Les grognements cessèrent et le silence s’établit.
Corum était sur ses gardes.
Il entendit un frottement. Il vit une étincelle. L’étincelle devint flamme. La flamme montait d’une mèche qui brûlait dans un récipient de terre rempli d’huile.
Le récipient était tenu par une main sale. Et la main était celle d’une créature poilue dont les yeux irradiaient la colère.
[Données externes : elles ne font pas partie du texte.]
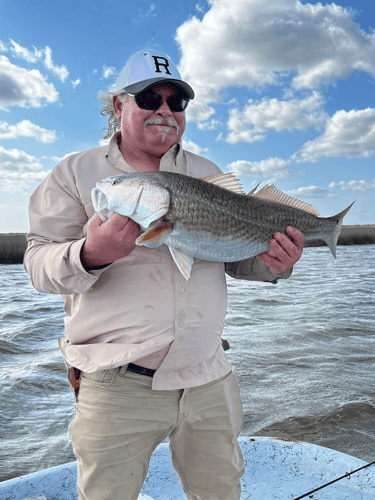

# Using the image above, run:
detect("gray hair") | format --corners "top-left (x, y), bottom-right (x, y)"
top-left (98, 90), bottom-right (129, 139)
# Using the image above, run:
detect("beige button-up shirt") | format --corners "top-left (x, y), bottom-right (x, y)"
top-left (24, 133), bottom-right (291, 390)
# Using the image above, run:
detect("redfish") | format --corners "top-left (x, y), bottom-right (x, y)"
top-left (92, 172), bottom-right (353, 280)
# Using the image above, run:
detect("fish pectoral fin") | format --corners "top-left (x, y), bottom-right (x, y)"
top-left (168, 246), bottom-right (194, 281)
top-left (135, 221), bottom-right (173, 248)
top-left (201, 173), bottom-right (245, 194)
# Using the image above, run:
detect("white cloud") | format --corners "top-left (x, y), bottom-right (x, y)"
top-left (186, 99), bottom-right (215, 122)
top-left (0, 146), bottom-right (49, 192)
top-left (6, 39), bottom-right (69, 82)
top-left (0, 56), bottom-right (59, 109)
top-left (0, 120), bottom-right (56, 142)
top-left (182, 139), bottom-right (208, 156)
top-left (42, 151), bottom-right (80, 163)
top-left (70, 78), bottom-right (81, 89)
top-left (294, 108), bottom-right (375, 162)
top-left (329, 179), bottom-right (375, 193)
top-left (226, 92), bottom-right (329, 144)
top-left (226, 158), bottom-right (289, 178)
top-left (103, 66), bottom-right (117, 78)
top-left (43, 46), bottom-right (69, 82)
top-left (285, 186), bottom-right (330, 198)
top-left (176, 0), bottom-right (375, 116)
top-left (145, 3), bottom-right (156, 17)
top-left (198, 119), bottom-right (221, 130)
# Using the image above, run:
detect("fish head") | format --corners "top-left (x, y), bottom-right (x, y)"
top-left (91, 173), bottom-right (170, 230)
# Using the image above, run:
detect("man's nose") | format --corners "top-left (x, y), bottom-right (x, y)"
top-left (156, 98), bottom-right (172, 116)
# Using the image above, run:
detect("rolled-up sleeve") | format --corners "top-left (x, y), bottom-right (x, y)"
top-left (24, 165), bottom-right (103, 294)
top-left (225, 256), bottom-right (293, 284)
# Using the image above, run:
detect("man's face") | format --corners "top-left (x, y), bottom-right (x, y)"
top-left (114, 82), bottom-right (186, 156)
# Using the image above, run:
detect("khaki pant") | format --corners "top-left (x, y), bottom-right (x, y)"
top-left (69, 365), bottom-right (245, 500)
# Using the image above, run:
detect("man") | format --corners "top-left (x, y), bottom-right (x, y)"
top-left (24, 50), bottom-right (304, 500)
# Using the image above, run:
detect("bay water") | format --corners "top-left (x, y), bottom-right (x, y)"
top-left (0, 245), bottom-right (375, 481)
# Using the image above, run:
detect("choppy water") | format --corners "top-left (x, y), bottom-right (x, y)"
top-left (0, 245), bottom-right (375, 481)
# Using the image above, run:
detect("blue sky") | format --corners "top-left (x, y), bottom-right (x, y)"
top-left (0, 0), bottom-right (375, 233)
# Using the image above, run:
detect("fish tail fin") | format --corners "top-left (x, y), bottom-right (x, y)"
top-left (324, 201), bottom-right (355, 259)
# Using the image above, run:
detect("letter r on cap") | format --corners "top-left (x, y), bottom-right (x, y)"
top-left (151, 56), bottom-right (172, 76)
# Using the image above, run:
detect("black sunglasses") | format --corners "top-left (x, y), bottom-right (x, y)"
top-left (134, 89), bottom-right (189, 113)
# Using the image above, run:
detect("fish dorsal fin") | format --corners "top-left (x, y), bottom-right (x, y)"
top-left (248, 184), bottom-right (319, 217)
top-left (201, 173), bottom-right (245, 194)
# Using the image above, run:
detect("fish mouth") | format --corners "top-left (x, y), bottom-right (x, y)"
top-left (91, 188), bottom-right (107, 212)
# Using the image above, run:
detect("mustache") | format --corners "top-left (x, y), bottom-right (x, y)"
top-left (144, 117), bottom-right (180, 135)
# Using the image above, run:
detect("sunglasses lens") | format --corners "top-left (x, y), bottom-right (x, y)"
top-left (167, 95), bottom-right (189, 112)
top-left (135, 90), bottom-right (189, 113)
top-left (135, 90), bottom-right (163, 110)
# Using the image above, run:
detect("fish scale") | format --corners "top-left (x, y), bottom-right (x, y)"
top-left (92, 172), bottom-right (352, 279)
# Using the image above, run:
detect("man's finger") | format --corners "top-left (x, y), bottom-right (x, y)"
top-left (107, 213), bottom-right (131, 231)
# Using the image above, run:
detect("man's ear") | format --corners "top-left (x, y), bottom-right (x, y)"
top-left (112, 95), bottom-right (123, 121)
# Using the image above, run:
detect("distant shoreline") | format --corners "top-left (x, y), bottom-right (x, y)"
top-left (0, 224), bottom-right (375, 264)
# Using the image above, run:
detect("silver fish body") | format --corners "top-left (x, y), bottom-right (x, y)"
top-left (92, 172), bottom-right (351, 279)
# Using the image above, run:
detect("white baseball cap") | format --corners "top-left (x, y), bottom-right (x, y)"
top-left (115, 49), bottom-right (194, 99)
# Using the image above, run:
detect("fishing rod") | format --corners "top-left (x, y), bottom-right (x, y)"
top-left (293, 461), bottom-right (375, 500)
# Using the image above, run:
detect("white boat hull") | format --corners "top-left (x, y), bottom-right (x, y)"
top-left (0, 437), bottom-right (375, 500)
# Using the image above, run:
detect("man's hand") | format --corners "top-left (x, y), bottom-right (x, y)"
top-left (259, 226), bottom-right (305, 274)
top-left (81, 213), bottom-right (140, 271)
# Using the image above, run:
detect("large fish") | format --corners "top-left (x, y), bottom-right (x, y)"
top-left (92, 172), bottom-right (352, 280)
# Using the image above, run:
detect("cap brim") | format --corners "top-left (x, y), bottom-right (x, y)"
top-left (124, 77), bottom-right (194, 99)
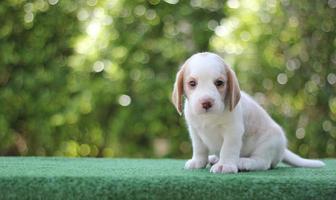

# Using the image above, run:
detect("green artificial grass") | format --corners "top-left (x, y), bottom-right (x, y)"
top-left (0, 157), bottom-right (336, 200)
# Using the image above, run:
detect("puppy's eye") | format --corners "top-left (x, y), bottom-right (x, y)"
top-left (215, 80), bottom-right (224, 87)
top-left (188, 81), bottom-right (197, 87)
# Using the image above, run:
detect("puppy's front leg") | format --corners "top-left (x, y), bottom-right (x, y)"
top-left (184, 127), bottom-right (208, 169)
top-left (210, 128), bottom-right (243, 173)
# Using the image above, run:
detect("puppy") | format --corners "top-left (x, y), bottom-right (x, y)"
top-left (172, 52), bottom-right (324, 173)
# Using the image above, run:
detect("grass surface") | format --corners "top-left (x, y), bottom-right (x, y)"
top-left (0, 157), bottom-right (336, 200)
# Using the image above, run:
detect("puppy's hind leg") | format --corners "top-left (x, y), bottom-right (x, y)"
top-left (238, 132), bottom-right (286, 171)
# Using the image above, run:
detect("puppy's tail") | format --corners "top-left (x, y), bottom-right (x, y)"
top-left (282, 149), bottom-right (325, 168)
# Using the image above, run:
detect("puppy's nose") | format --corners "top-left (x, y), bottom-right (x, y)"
top-left (202, 99), bottom-right (213, 110)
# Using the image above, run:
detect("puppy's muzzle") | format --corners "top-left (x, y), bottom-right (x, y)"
top-left (201, 98), bottom-right (214, 110)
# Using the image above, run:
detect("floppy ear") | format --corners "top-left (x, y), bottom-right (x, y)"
top-left (172, 66), bottom-right (184, 115)
top-left (226, 66), bottom-right (240, 111)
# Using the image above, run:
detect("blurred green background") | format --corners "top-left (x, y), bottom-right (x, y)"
top-left (0, 0), bottom-right (336, 158)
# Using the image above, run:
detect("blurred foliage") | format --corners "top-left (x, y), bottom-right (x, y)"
top-left (0, 0), bottom-right (336, 158)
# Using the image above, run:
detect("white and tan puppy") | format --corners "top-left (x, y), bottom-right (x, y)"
top-left (172, 52), bottom-right (324, 173)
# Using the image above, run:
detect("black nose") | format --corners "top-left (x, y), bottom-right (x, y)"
top-left (202, 101), bottom-right (212, 110)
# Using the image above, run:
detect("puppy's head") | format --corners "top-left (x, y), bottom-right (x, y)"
top-left (172, 53), bottom-right (240, 114)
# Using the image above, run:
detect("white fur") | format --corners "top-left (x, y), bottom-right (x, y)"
top-left (173, 53), bottom-right (324, 173)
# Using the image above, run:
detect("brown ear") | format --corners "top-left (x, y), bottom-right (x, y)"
top-left (172, 66), bottom-right (184, 115)
top-left (226, 66), bottom-right (240, 111)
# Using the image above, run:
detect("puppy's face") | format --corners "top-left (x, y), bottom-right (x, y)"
top-left (172, 53), bottom-right (240, 115)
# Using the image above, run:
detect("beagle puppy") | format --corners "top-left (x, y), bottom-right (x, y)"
top-left (172, 52), bottom-right (324, 173)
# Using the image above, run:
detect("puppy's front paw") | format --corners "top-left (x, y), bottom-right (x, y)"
top-left (238, 158), bottom-right (252, 171)
top-left (184, 159), bottom-right (207, 169)
top-left (210, 162), bottom-right (238, 173)
top-left (208, 155), bottom-right (219, 165)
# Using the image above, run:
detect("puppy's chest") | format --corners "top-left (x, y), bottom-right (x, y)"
top-left (196, 123), bottom-right (225, 154)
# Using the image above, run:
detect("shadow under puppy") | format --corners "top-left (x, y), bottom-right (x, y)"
top-left (172, 52), bottom-right (324, 173)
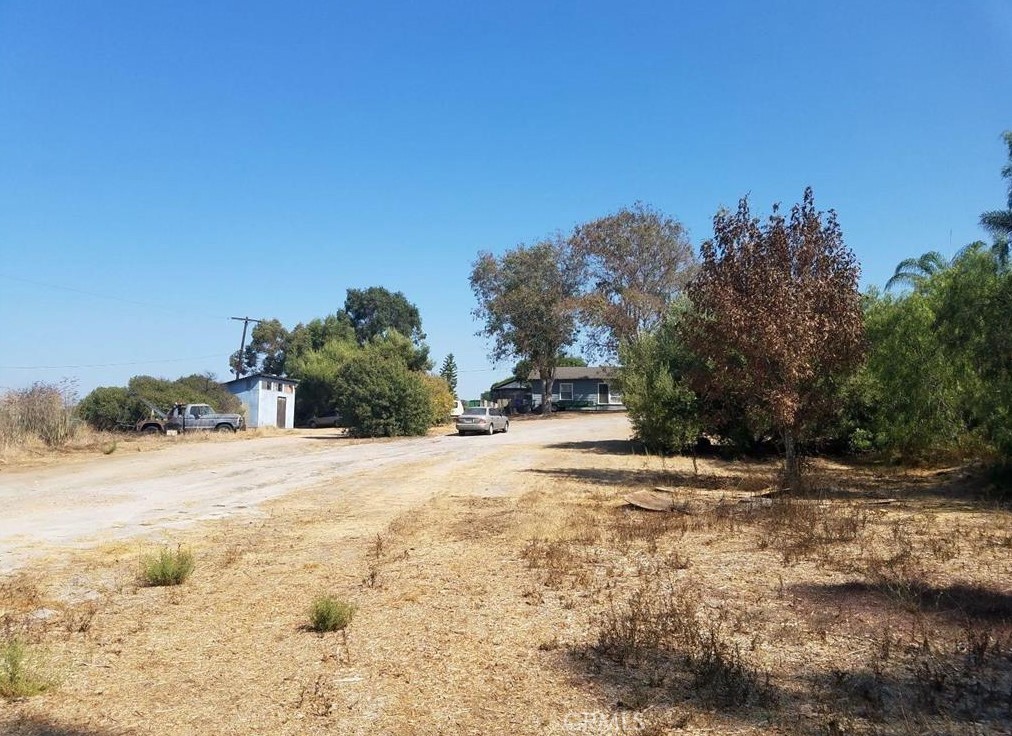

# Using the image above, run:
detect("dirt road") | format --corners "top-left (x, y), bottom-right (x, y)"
top-left (0, 414), bottom-right (629, 573)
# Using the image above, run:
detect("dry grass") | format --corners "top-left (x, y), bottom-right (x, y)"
top-left (0, 447), bottom-right (1012, 736)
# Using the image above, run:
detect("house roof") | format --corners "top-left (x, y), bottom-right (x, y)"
top-left (222, 374), bottom-right (299, 386)
top-left (492, 376), bottom-right (527, 391)
top-left (529, 365), bottom-right (618, 381)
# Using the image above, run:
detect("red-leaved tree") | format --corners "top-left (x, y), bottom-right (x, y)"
top-left (685, 187), bottom-right (864, 487)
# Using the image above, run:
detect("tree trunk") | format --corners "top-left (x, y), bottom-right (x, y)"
top-left (537, 367), bottom-right (556, 416)
top-left (783, 429), bottom-right (802, 491)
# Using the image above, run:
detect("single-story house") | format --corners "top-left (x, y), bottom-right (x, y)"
top-left (529, 365), bottom-right (625, 409)
top-left (223, 374), bottom-right (299, 429)
top-left (489, 377), bottom-right (530, 413)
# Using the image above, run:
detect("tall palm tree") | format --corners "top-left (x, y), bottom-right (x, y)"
top-left (886, 250), bottom-right (949, 292)
top-left (981, 131), bottom-right (1012, 269)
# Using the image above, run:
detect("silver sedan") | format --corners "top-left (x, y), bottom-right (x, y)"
top-left (456, 406), bottom-right (509, 434)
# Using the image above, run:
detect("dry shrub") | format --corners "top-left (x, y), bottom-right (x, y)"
top-left (310, 595), bottom-right (356, 634)
top-left (141, 547), bottom-right (194, 586)
top-left (595, 577), bottom-right (775, 707)
top-left (0, 382), bottom-right (78, 452)
top-left (520, 539), bottom-right (589, 588)
top-left (0, 637), bottom-right (58, 700)
top-left (753, 497), bottom-right (869, 565)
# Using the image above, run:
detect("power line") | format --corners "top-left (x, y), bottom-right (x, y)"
top-left (0, 352), bottom-right (222, 371)
top-left (0, 273), bottom-right (228, 320)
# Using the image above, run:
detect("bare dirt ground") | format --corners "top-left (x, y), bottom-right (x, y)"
top-left (0, 415), bottom-right (1012, 736)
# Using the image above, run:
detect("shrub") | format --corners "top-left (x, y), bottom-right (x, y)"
top-left (422, 374), bottom-right (456, 426)
top-left (77, 386), bottom-right (147, 430)
top-left (0, 638), bottom-right (56, 699)
top-left (0, 383), bottom-right (77, 449)
top-left (335, 350), bottom-right (432, 437)
top-left (310, 595), bottom-right (355, 633)
top-left (141, 547), bottom-right (193, 586)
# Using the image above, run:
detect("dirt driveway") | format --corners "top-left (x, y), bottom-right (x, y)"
top-left (0, 414), bottom-right (629, 573)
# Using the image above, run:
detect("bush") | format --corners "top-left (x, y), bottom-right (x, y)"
top-left (422, 374), bottom-right (456, 426)
top-left (141, 547), bottom-right (193, 586)
top-left (621, 312), bottom-right (703, 454)
top-left (0, 638), bottom-right (56, 699)
top-left (77, 386), bottom-right (148, 431)
top-left (335, 349), bottom-right (432, 437)
top-left (0, 383), bottom-right (77, 451)
top-left (310, 595), bottom-right (356, 633)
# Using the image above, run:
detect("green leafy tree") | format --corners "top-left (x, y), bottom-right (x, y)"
top-left (77, 386), bottom-right (148, 430)
top-left (981, 131), bottom-right (1012, 269)
top-left (421, 374), bottom-right (456, 425)
top-left (285, 310), bottom-right (356, 364)
top-left (439, 352), bottom-right (456, 396)
top-left (570, 202), bottom-right (696, 355)
top-left (229, 319), bottom-right (289, 376)
top-left (619, 312), bottom-right (704, 457)
top-left (862, 284), bottom-right (966, 461)
top-left (288, 336), bottom-right (361, 424)
top-left (684, 188), bottom-right (864, 487)
top-left (471, 237), bottom-right (583, 415)
top-left (344, 287), bottom-right (425, 345)
top-left (335, 348), bottom-right (434, 437)
top-left (933, 242), bottom-right (1012, 463)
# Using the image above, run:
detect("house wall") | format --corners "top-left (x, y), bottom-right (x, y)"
top-left (530, 379), bottom-right (623, 408)
top-left (228, 376), bottom-right (296, 429)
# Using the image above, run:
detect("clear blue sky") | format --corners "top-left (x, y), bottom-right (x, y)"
top-left (0, 0), bottom-right (1012, 398)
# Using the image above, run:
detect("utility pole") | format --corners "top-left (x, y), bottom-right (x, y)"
top-left (232, 317), bottom-right (262, 379)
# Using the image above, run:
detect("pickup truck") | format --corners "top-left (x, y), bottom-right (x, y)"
top-left (137, 404), bottom-right (246, 433)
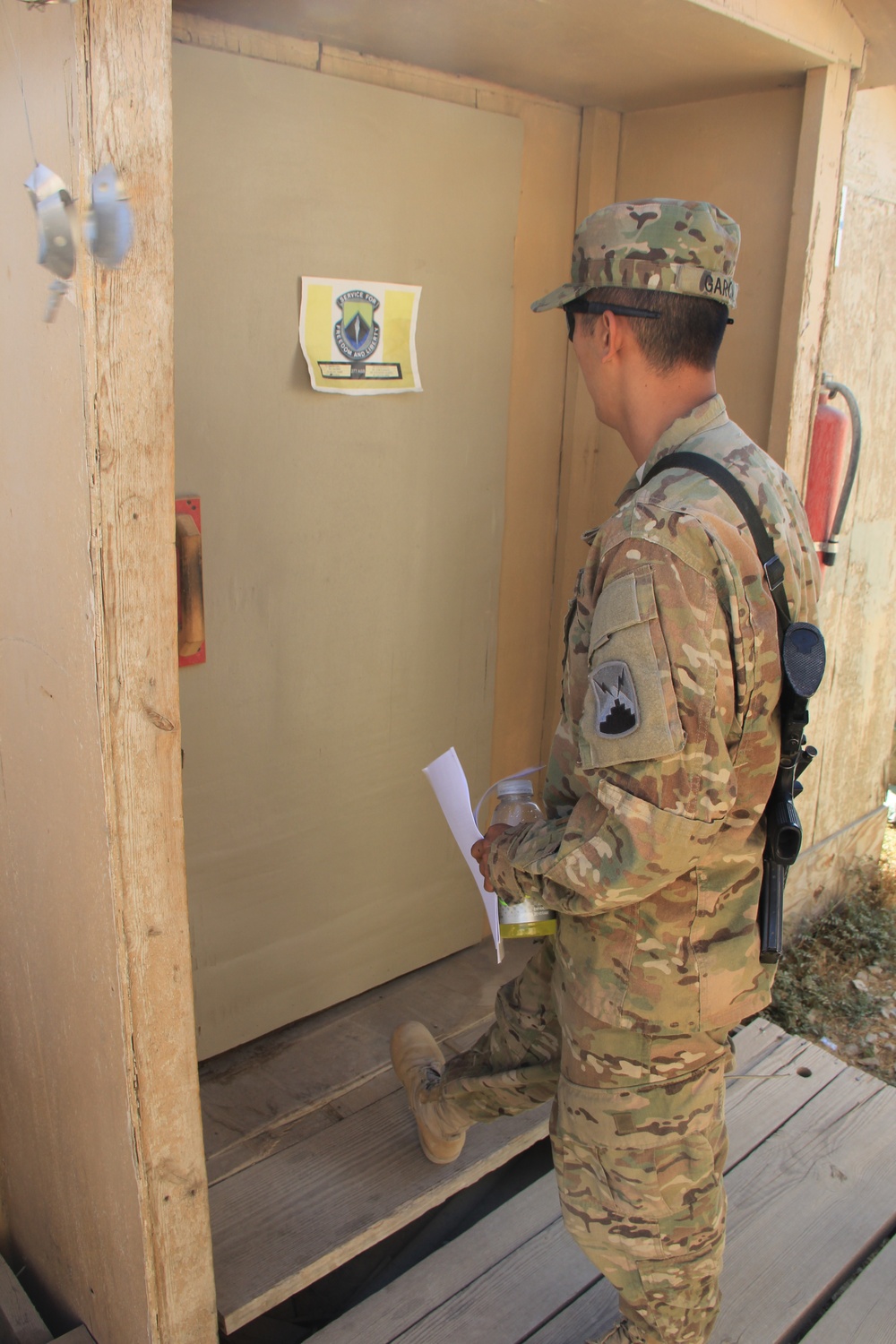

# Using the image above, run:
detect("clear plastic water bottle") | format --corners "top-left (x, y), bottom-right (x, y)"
top-left (492, 780), bottom-right (557, 938)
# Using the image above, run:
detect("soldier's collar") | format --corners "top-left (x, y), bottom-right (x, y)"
top-left (616, 392), bottom-right (728, 508)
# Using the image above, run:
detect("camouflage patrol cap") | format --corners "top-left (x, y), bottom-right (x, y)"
top-left (532, 196), bottom-right (740, 314)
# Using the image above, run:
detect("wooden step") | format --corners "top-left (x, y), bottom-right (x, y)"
top-left (314, 1021), bottom-right (896, 1344)
top-left (200, 943), bottom-right (539, 1333)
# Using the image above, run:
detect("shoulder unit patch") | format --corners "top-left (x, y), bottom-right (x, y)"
top-left (591, 663), bottom-right (641, 738)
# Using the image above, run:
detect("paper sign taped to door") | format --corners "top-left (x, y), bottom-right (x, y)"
top-left (423, 747), bottom-right (504, 961)
top-left (298, 276), bottom-right (423, 397)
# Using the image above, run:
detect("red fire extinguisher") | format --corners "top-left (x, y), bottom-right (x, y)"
top-left (805, 374), bottom-right (863, 577)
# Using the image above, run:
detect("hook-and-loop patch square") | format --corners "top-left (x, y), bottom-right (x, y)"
top-left (579, 566), bottom-right (684, 768)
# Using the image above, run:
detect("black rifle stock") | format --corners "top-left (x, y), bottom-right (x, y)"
top-left (758, 621), bottom-right (825, 962)
top-left (641, 451), bottom-right (825, 962)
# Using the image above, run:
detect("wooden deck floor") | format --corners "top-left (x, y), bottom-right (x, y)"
top-left (200, 943), bottom-right (548, 1333)
top-left (202, 946), bottom-right (896, 1344)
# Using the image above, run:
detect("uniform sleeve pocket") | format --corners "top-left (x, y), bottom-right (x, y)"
top-left (579, 569), bottom-right (686, 768)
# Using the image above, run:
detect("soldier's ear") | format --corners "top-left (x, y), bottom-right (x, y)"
top-left (594, 314), bottom-right (623, 359)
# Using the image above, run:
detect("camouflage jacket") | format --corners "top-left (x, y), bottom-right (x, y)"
top-left (489, 397), bottom-right (818, 1034)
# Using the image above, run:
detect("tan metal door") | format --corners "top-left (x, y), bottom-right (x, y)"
top-left (172, 45), bottom-right (522, 1058)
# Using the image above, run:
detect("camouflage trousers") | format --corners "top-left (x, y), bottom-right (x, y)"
top-left (438, 941), bottom-right (732, 1344)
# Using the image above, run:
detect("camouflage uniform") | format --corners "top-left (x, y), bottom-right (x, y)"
top-left (429, 203), bottom-right (818, 1344)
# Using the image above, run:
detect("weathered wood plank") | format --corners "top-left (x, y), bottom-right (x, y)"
top-left (525, 1279), bottom-right (619, 1344)
top-left (726, 1034), bottom-right (847, 1171)
top-left (718, 1069), bottom-right (896, 1344)
top-left (74, 0), bottom-right (215, 1344)
top-left (210, 1090), bottom-right (548, 1332)
top-left (318, 1172), bottom-right (560, 1344)
top-left (0, 1258), bottom-right (52, 1344)
top-left (802, 1238), bottom-right (896, 1344)
top-left (392, 1219), bottom-right (595, 1344)
top-left (305, 1019), bottom-right (844, 1344)
top-left (200, 943), bottom-right (530, 1176)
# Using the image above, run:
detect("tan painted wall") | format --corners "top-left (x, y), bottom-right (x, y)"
top-left (543, 89), bottom-right (804, 750)
top-left (0, 0), bottom-right (149, 1344)
top-left (0, 0), bottom-right (216, 1344)
top-left (175, 43), bottom-right (522, 1056)
top-left (801, 89), bottom-right (896, 894)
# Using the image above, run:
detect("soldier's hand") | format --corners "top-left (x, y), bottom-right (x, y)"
top-left (470, 823), bottom-right (511, 892)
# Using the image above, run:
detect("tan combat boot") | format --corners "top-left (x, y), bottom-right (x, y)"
top-left (391, 1021), bottom-right (470, 1166)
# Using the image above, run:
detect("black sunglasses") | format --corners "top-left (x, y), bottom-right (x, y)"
top-left (563, 298), bottom-right (661, 340)
top-left (563, 298), bottom-right (735, 340)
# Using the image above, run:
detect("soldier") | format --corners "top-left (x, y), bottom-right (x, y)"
top-left (392, 199), bottom-right (818, 1344)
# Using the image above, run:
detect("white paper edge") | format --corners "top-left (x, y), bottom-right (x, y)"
top-left (423, 747), bottom-right (504, 964)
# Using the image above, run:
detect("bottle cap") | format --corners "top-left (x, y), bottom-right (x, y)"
top-left (495, 776), bottom-right (532, 798)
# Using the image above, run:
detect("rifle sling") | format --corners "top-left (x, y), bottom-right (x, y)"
top-left (641, 452), bottom-right (790, 640)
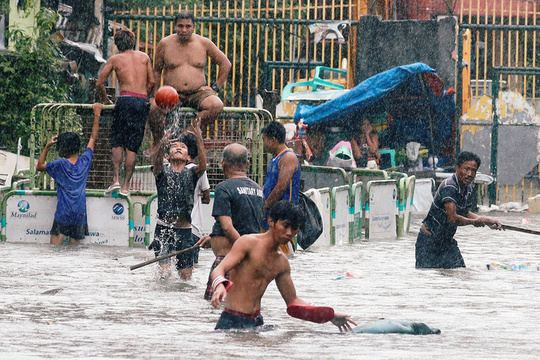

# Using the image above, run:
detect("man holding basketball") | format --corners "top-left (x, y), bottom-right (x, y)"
top-left (96, 30), bottom-right (154, 196)
top-left (145, 11), bottom-right (231, 156)
top-left (211, 200), bottom-right (356, 331)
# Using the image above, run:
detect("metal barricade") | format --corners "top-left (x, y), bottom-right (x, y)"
top-left (29, 104), bottom-right (273, 191)
top-left (349, 181), bottom-right (364, 243)
top-left (301, 165), bottom-right (349, 191)
top-left (330, 185), bottom-right (350, 245)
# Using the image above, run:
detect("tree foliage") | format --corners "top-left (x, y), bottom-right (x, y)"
top-left (0, 8), bottom-right (68, 150)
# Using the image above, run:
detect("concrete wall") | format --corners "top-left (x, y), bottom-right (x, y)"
top-left (355, 15), bottom-right (456, 88)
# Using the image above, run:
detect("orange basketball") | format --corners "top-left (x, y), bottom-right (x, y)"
top-left (155, 86), bottom-right (179, 109)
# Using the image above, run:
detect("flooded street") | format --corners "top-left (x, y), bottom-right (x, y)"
top-left (0, 213), bottom-right (540, 359)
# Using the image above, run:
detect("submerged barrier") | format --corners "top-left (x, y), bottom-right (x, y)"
top-left (0, 176), bottom-right (415, 247)
top-left (28, 104), bottom-right (273, 191)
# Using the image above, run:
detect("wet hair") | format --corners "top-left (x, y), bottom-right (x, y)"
top-left (268, 200), bottom-right (305, 228)
top-left (223, 143), bottom-right (248, 166)
top-left (56, 132), bottom-right (81, 158)
top-left (114, 29), bottom-right (135, 52)
top-left (261, 121), bottom-right (286, 144)
top-left (456, 151), bottom-right (482, 167)
top-left (174, 11), bottom-right (195, 25)
top-left (180, 134), bottom-right (199, 160)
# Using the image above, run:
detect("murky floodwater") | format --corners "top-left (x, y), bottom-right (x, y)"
top-left (0, 214), bottom-right (540, 360)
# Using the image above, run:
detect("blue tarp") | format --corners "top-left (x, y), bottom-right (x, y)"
top-left (295, 63), bottom-right (455, 153)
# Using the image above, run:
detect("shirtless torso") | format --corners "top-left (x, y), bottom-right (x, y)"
top-left (155, 34), bottom-right (211, 92)
top-left (154, 19), bottom-right (231, 92)
top-left (96, 50), bottom-right (154, 97)
top-left (213, 233), bottom-right (294, 314)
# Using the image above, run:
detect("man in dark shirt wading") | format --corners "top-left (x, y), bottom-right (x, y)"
top-left (416, 151), bottom-right (502, 269)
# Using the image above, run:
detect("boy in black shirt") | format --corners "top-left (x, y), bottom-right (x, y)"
top-left (149, 119), bottom-right (206, 280)
top-left (199, 144), bottom-right (264, 300)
« Qui êtes-vous ? » demanda Corum.
La créature traîna de nouveau les pieds pour aller poser le lumignon dans une niche du mur. Corum s’aperçut que le cachot était couvert de paille souillée. Il y avait une cruche et une assiette. À une extrémité, une épaisse porte de fer. L’endroit sentait les excréments humains.
« Me comprenez-vous ? » insista Corum, en nhadragh.
« Cessez vos bavardages ! » La créature s’exprimait avec hauteur, comme si elle ne se fut pas attendue que Corum comprit. Elle parlait le bas langage. « Vous serez bientôt comme moi. »
Corum ne répondit pas. Il remit l’épée au fourreau et fit un tour d’inspection de la cellule. Il n’y avait pas de moyen visible d’évasion. Il percevait très clairement les voix des Rhaga-da-Khetas, qui paraissaient agités, presque pris de panique.
L’individu pencha la tête pour écouter.
« Voilà donc ce qui est arrivé », annonça-t-il, en souriant et en regardant fixement le Prince. « Vous avez tué ce chétif petit capon, hein ? Dans ce cas, votre compagnie ne m’est plus si désagréable. Bien que je ne doive en jouir que peu de temps, j’en ai peur ! Je me demande comment ils vont vous tuer… »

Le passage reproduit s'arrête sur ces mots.